You can help expand this article with text translated from the corresponding article in Esperanto. (December 2008) Click [show] for important translation instructions.
View a machine-translated version of the Esperanto article.
Machine translation, like DeepL or Google Translate, is a useful starting point for translations, but translators must revise errors as necessary and confirm that the translation is accurate, rather than simply copy-pasting machine-translated text into the English Wikipedia.
Do not translate text that appears unreliable or low-quality. If possible, verify the text with references provided in the foreign-language article.
You must provide copyright attribution in the edit summary accompanying your translation by providing an interlanguage link to the source of your translation. A model attribution edit summary is Content in this edit is translated from the existing Esperanto Wikipedia article at [[:eo:Jakov Ĥozijev]]; see its history for attribution.
You may also add the template {{Translated|eo|Jakov Ĥozijev}} to the talk page.
Yakov Khoziev (Ossetian: Хозиты Яков) (February 8, 1916 – July 9, 1938) was an Ossetianpoet.

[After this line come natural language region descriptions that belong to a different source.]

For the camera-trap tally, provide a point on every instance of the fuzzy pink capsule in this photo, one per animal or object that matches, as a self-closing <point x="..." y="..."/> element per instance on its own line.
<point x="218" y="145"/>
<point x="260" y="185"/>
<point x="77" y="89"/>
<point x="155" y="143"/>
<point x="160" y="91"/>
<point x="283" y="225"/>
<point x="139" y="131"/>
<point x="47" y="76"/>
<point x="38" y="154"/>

After having studied for some time at an agricultural school, in 1932 he seriously devoted himself to literature, entering the literary faculty of the North Ossetia Pedagogical Institute (now university). There were 14 newspapers and magazines in Ossetian language published in North Ossetia in the 1930s, all of them since 1932 published poems by Khoziev.
In 1936, having finished the pedagogical institute, Yakov Khoziev started his post-diploma studies at the North Ossetian Research Institute. He could not become a doctor of philology because of his sudden death on 9 July 1938: he drowned while swimming in the fast moving river Terek. He was 22 years old at that time.
Some of his many poems are studied in the school course of Ossetian literature. His poetry is "generally about hope and achievement", as described by professor Shamil Dzhigkaev, author of the Ossetian literature overview.[1]
References
^Джыккайты Шамил. Ирон литературæйы истори (1917—1956 азтæ). Дз.: Ир, 2003. 464 ф.